I look up. Brynne Shawnson is doubled over, rubbing the red welt on her thigh. Her face is crunched up like she’s about to cry. “You’re out,” Tamberlin says, and cracks her illegal gum.
Brynne stumbles toward the bleachers, and I blink and look at Tamberlin. She gazes back at me vacantly. I look for her eyebrows to lower, her lip to curl at me in disgust, for some sign that she still hates me. And then—
Thwack.
The ball has hit me in the back of my knee—Amber’s doing—and my legs buckle. The sting of the rubber is almost unbearable. “Whoops, sorry, Olivia,” Amber says, and appears to mean it.
“Why weren’t you looking?” Charles asks, and gives me a look that tells me how stupid I am, just in case I had any doubts about it.
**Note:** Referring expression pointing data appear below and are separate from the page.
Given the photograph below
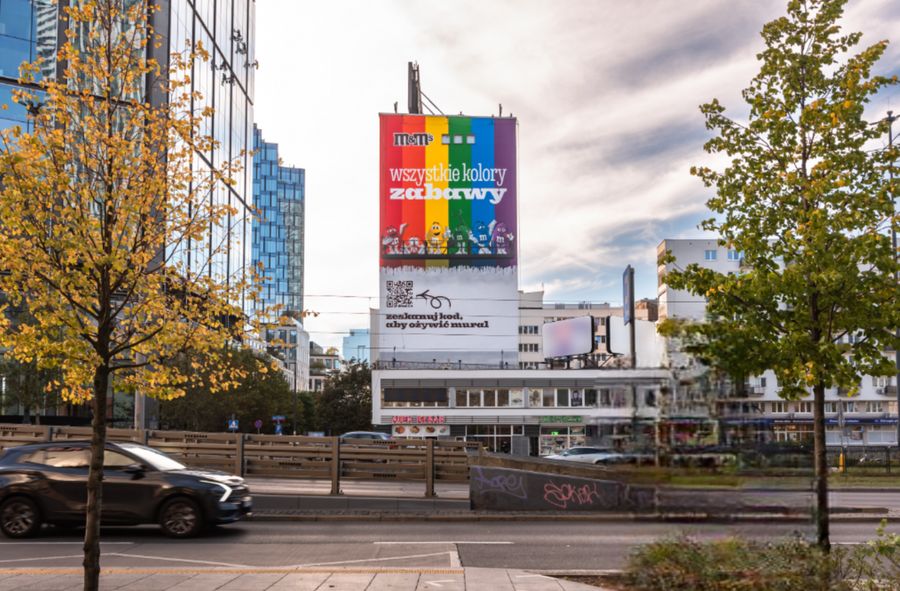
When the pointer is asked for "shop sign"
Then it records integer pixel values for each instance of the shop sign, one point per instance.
(418, 420)
(420, 431)
(561, 419)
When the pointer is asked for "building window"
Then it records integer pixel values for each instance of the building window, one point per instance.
(549, 397)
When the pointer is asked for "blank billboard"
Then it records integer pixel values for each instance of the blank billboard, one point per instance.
(570, 337)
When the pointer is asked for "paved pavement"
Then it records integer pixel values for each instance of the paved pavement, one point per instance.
(221, 579)
(372, 556)
(544, 545)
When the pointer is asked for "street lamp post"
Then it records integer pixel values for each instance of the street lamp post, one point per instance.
(890, 119)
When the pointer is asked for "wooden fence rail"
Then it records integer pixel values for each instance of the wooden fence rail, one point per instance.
(284, 456)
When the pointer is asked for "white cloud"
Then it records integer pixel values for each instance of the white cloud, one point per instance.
(606, 94)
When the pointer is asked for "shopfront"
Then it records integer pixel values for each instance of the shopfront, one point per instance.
(559, 433)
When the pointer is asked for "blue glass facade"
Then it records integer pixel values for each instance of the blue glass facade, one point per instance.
(28, 31)
(279, 195)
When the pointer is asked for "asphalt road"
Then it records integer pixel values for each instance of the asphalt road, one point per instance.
(562, 545)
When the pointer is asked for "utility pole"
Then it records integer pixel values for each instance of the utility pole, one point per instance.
(890, 119)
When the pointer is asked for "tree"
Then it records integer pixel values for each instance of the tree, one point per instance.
(345, 403)
(105, 225)
(809, 203)
(261, 393)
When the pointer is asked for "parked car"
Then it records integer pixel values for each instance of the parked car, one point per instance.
(589, 455)
(47, 483)
(365, 435)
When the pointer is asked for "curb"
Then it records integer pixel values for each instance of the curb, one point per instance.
(590, 517)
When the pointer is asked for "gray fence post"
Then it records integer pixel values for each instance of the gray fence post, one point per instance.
(335, 466)
(429, 469)
(239, 455)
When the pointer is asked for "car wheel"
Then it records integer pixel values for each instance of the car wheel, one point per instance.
(19, 517)
(181, 518)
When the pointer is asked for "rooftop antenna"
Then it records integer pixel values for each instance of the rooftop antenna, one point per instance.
(415, 94)
(414, 90)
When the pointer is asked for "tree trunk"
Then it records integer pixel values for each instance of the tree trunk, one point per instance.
(820, 461)
(95, 482)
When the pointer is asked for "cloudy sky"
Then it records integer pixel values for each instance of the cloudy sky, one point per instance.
(606, 94)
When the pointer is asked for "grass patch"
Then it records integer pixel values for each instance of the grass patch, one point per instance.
(685, 564)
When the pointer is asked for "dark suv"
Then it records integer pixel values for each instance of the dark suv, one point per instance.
(47, 483)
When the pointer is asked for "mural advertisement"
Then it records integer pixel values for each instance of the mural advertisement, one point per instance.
(448, 240)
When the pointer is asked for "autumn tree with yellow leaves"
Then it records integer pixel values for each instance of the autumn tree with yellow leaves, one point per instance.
(807, 195)
(105, 226)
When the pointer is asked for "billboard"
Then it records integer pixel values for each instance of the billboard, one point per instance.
(568, 338)
(448, 191)
(447, 240)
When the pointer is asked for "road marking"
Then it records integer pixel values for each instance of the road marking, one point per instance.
(42, 558)
(369, 560)
(23, 543)
(418, 543)
(145, 557)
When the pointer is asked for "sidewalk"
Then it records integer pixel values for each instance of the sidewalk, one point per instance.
(301, 579)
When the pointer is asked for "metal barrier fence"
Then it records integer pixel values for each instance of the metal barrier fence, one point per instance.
(284, 456)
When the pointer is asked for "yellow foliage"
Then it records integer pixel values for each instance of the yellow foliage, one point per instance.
(88, 204)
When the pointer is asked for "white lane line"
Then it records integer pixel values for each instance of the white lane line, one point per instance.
(145, 557)
(368, 560)
(418, 543)
(42, 558)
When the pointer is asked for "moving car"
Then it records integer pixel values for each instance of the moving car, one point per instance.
(365, 435)
(589, 455)
(47, 483)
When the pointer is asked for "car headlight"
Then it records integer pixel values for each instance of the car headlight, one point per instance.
(224, 487)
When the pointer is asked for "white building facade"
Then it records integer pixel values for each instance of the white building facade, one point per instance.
(866, 419)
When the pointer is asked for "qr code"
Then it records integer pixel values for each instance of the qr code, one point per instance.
(399, 294)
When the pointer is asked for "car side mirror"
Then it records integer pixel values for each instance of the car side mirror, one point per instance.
(136, 470)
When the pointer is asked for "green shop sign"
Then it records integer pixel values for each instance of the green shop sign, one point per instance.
(561, 419)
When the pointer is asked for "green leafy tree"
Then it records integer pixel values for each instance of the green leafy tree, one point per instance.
(261, 393)
(809, 203)
(345, 403)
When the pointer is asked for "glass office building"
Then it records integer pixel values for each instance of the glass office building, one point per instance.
(30, 29)
(280, 199)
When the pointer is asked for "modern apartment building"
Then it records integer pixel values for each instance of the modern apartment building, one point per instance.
(32, 28)
(279, 194)
(356, 345)
(756, 411)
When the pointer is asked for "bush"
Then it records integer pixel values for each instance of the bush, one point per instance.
(684, 564)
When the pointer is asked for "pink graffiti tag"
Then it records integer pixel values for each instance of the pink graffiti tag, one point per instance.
(561, 495)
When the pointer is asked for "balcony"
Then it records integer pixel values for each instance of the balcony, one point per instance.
(887, 391)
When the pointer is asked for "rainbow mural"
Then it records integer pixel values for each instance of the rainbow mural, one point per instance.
(447, 191)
I scoot out of the circle just as Tamberlin fires the ball back in. It hits Charles with a rich splat, square in the belly. “Awwww,” he moans, and bends forward, his hands on his stomach.
I am back on the bleachers by the time he throws up. Everyone acts like it’s the most exciting thing that’s happened in weeks.
But I am busy mulling it over, marveling at the fact that Tamberlin chose to assault Brynne instead of me. Marveling at the fact that Brynne is sitting thirty feet away from me, alone on the bleachers, nursing not only her injury but also her ego.
Because I can’t exactly hop across the court and stick a piece of lame Freedent into Tamberlin’s hand, I stare at her until she glances in my direction. And then I “reward” her with a smile.
Of course she doesn’t smile back. But what she does do is look away very quickly, and then back at me, and away quickly again. And it’s the weird nervousness in her glances that makes me really, truly believe that yes, Mandy could be right. And yes, Delia could be right. And yes, maybe even Phoebe’s right.
It feels too good to be true. Could the plan really be working?
That afternoon, Corny and I go to Kisses’s. By now she’s mastered the sod, although she still won’t step out onto the lawn. But today I get this wild idea all on my own. I take a few extra patio stones and make a short path on the grass. You can tell she’s not happy about it, but I get her to walk three stones out. She’s surrounded by all this enemy territory, but she manages to stay sitting on the third stone for close to five pretty calm minutes.
She’s almost there. And maybe we are too. Like I said. Maybe it really is working.